A maior parte da gente do mundo
pensa uma coisa errada: que as regiões tropicais são quentes. Há
regiões tropicais quentes, sim, mas há áreas de regiões tropicais
onde o frio grassa como grassa lá sob o céu de Érico Veríssimo, e há
tanto frio e geada que os homens usam roupas que penso que talvez
sejam únicas no mundo, grossos novelos de lã em forma de poncho com
barras de franjas, e folgadas calças enfiadas em botas de cano alto
e protetores chapéus que devem, uma vez ou outra, acho, protegê-los
até de neves
E o céu de Érico Veríssimo é um
céu de passarinhos! Tanto frio, e as árvores por cima da gente são
verdes como se não houvesse inverno, e têm folhas, e têm bagas, e
tem musgos, e devem ter ninhos – pois se o céu é um céu de
passarinhos, como é que não vai haver ninhos?

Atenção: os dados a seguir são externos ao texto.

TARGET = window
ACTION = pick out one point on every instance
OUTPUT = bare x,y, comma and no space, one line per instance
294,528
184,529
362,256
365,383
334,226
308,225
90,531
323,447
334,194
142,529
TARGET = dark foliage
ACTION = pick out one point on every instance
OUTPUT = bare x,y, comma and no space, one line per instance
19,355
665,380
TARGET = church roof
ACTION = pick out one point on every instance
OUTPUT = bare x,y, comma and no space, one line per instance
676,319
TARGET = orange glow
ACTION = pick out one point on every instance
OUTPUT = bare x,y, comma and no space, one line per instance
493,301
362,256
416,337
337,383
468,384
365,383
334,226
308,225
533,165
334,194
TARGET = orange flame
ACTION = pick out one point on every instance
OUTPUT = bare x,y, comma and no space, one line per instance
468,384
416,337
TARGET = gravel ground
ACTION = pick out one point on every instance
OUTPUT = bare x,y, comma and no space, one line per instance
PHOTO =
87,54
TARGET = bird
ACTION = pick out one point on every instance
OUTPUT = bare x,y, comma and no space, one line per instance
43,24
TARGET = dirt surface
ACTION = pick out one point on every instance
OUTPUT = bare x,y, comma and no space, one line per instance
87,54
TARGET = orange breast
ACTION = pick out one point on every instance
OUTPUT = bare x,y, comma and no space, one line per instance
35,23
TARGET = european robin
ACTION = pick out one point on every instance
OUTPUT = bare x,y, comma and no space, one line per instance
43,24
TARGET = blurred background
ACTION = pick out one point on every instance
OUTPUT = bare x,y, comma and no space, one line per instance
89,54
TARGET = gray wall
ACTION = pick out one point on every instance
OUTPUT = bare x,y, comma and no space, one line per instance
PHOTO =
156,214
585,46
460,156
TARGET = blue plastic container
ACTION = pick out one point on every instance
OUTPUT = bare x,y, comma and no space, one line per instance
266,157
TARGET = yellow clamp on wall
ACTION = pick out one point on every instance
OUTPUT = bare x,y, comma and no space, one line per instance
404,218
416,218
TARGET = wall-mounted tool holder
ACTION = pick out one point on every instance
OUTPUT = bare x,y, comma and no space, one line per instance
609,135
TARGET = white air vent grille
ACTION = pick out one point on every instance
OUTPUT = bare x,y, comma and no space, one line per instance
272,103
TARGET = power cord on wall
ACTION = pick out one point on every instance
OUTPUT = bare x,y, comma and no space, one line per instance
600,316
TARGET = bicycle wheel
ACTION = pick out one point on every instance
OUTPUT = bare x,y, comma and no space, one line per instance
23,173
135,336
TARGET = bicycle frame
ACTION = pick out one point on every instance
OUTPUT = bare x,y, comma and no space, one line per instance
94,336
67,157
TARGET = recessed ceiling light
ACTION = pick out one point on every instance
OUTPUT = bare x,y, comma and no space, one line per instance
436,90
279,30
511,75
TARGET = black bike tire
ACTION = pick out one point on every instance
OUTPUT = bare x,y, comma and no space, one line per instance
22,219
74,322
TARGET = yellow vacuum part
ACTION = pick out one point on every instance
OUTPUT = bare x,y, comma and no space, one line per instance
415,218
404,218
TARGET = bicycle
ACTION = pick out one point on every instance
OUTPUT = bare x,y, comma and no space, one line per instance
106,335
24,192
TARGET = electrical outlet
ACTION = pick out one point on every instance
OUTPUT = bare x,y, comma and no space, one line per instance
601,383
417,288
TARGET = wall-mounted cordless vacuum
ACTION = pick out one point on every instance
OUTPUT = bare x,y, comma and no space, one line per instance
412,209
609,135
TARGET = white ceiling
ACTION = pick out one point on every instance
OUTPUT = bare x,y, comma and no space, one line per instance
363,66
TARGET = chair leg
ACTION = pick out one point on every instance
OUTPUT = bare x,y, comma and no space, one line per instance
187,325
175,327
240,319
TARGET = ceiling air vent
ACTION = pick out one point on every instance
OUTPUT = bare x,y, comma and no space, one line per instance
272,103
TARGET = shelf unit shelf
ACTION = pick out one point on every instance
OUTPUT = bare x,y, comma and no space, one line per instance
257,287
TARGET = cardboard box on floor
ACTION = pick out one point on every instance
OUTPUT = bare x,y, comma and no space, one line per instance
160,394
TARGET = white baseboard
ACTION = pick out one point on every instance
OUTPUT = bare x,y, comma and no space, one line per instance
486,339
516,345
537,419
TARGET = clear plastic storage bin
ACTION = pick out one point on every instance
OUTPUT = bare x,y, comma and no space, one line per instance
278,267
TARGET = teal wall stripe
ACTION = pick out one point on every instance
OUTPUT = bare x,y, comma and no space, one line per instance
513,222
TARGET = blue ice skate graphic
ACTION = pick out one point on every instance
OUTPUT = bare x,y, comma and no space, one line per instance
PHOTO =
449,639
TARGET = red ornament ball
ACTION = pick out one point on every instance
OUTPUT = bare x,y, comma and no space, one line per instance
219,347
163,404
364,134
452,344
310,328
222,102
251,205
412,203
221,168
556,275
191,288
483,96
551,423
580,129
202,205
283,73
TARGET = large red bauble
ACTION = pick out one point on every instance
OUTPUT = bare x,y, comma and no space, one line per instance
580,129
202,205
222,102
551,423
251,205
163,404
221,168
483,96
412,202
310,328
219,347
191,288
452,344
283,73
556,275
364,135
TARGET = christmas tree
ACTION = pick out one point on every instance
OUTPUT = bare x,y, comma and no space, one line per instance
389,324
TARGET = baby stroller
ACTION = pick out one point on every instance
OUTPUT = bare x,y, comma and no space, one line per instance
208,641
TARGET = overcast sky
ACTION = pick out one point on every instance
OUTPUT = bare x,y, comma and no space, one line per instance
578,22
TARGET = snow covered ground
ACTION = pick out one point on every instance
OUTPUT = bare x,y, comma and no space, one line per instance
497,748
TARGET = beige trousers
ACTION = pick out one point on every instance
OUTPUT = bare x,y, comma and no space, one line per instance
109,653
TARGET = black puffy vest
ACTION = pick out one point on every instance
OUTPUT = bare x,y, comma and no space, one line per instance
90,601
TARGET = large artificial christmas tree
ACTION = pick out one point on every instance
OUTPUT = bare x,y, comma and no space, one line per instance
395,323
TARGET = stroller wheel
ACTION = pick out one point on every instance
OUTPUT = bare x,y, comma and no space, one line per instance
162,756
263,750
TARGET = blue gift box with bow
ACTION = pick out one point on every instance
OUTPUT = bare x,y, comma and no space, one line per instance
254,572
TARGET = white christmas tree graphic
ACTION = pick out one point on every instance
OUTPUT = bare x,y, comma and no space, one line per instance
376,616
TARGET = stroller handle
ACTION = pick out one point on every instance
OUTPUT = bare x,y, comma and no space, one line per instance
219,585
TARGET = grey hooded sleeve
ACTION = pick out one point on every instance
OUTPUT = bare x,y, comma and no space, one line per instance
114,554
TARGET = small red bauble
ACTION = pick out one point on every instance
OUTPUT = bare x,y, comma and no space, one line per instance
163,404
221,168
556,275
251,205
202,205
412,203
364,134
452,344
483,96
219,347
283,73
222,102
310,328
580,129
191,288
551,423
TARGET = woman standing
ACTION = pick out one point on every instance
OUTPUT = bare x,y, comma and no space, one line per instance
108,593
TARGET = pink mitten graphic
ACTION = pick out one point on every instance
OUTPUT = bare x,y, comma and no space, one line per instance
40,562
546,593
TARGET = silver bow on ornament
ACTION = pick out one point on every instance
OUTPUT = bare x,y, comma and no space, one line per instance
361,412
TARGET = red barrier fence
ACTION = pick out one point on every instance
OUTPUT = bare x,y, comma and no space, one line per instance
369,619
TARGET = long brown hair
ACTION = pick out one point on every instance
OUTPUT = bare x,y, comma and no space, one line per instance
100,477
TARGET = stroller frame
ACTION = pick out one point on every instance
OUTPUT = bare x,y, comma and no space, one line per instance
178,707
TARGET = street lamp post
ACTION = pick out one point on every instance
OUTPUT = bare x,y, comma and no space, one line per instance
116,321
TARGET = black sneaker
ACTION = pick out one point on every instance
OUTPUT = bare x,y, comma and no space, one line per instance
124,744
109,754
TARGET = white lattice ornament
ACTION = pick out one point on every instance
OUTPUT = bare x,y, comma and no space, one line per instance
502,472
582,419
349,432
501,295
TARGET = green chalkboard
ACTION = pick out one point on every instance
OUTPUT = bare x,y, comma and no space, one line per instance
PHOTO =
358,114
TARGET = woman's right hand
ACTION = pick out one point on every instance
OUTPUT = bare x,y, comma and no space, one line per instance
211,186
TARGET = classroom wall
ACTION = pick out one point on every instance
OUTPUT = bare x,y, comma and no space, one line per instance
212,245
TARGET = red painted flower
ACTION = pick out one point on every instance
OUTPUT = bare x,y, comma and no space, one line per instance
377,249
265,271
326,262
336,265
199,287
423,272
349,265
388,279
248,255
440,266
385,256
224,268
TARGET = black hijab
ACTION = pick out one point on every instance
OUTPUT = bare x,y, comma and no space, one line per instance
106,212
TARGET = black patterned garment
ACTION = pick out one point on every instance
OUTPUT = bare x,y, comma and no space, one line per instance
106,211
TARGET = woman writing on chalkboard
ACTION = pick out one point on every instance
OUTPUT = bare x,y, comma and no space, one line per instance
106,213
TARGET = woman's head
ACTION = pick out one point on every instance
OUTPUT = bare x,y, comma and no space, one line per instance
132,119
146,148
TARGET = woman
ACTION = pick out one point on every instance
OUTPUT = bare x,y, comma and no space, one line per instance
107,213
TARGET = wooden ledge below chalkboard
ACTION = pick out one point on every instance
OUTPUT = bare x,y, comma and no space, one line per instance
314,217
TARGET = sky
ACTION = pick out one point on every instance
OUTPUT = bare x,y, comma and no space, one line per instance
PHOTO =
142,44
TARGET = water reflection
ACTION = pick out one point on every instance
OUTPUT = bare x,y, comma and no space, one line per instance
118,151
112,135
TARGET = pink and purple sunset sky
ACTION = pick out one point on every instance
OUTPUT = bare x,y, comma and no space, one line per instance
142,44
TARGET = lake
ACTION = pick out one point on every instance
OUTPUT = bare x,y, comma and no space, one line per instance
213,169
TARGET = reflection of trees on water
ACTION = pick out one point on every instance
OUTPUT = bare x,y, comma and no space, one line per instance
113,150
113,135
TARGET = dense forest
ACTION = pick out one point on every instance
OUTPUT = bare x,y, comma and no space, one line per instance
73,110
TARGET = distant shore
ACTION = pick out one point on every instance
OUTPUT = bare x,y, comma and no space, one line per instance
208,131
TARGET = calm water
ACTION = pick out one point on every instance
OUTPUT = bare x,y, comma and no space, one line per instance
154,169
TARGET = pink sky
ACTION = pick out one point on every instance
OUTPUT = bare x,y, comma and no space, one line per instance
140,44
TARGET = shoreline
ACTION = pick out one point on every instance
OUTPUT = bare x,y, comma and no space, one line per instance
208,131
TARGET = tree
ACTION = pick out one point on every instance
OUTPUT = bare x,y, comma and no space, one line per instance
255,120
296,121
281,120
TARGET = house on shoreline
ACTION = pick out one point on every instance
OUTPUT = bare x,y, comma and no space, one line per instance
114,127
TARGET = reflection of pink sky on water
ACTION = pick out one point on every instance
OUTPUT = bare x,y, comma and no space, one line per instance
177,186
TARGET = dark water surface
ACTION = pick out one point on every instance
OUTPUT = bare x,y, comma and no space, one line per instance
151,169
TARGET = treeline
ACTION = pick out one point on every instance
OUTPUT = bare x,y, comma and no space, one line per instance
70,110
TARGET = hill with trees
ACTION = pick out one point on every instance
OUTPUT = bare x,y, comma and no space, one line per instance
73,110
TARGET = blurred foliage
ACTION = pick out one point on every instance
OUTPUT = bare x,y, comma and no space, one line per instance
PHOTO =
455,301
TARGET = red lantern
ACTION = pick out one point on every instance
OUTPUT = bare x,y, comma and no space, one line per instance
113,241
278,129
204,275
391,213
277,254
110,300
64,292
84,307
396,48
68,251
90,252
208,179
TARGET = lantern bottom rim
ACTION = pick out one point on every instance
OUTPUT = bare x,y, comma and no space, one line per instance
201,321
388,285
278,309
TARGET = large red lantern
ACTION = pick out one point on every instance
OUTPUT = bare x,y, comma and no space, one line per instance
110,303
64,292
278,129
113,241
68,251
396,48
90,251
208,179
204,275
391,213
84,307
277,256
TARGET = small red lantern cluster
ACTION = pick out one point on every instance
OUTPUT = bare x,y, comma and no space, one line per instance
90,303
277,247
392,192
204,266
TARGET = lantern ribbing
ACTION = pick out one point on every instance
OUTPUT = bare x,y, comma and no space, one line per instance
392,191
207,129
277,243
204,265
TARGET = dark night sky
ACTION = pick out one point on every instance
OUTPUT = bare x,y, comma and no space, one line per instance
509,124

Há ninhos, lá, como
não os há em nenhum lugar, ninhos brancos e azuis, ninhos de frisos,
e de beirados, e de varandas, e de cercas, e de janelas azuis,
ninhos azuis e brancos de gatos nas varandas de ladrilho vermelho,
pois céu como aquele não há outro, nem ninhos assim também não os há
por aí, porque os passarinhos do céu de Érico Veríssimo são
passarinhos encantados, e gostam tanto daquele céu e daqueles ninhos
que ficam gostando de azul com branco para o resto da vida, e nem
poderia ser de outro jeito!
Lá, quando vem a noite, ela não
fica escura como nos outros lugares: a noite do céu de Érico
Veríssimo também é encantada como quase tudo naquele lugar, e a
noite daquele céu é revestida de estrelas enormes, muito próximas,
tão próximas que é possível ver-se o passeio dos satélites e dos
asteróides por dentre elas, e então os passarinhos daquele céu ficam
tão fascinados por terem um céu assim para viver, e ninhos assim
também, que se deitam na grama, braços cruzados atrás da nuca, peito
aberto para poderem ver com o coração, e espiam as estrelas, e os
satélites, e os asteróides, e sabem que de noite é de veludo negro
aquele lugar de pendurar estrelas, aquele que de dia fica daquele
inexplicável azul que é o azul do céu de Érico Veríssimo, tão azul
que talvez só lá mesmo seja assim!
Ah! Como um céu assim só pode ser
um céu de passarinhos! Foi sob aquele céu que Érico Veríssimo nasceu
e viveu um bom tempo, e ali também nasceram passarinhos tão únicos
no universo quanto ele o foi - mas também, sob um céu como aquele,
só poderiam nascer, mesmo, passarinhos únicos!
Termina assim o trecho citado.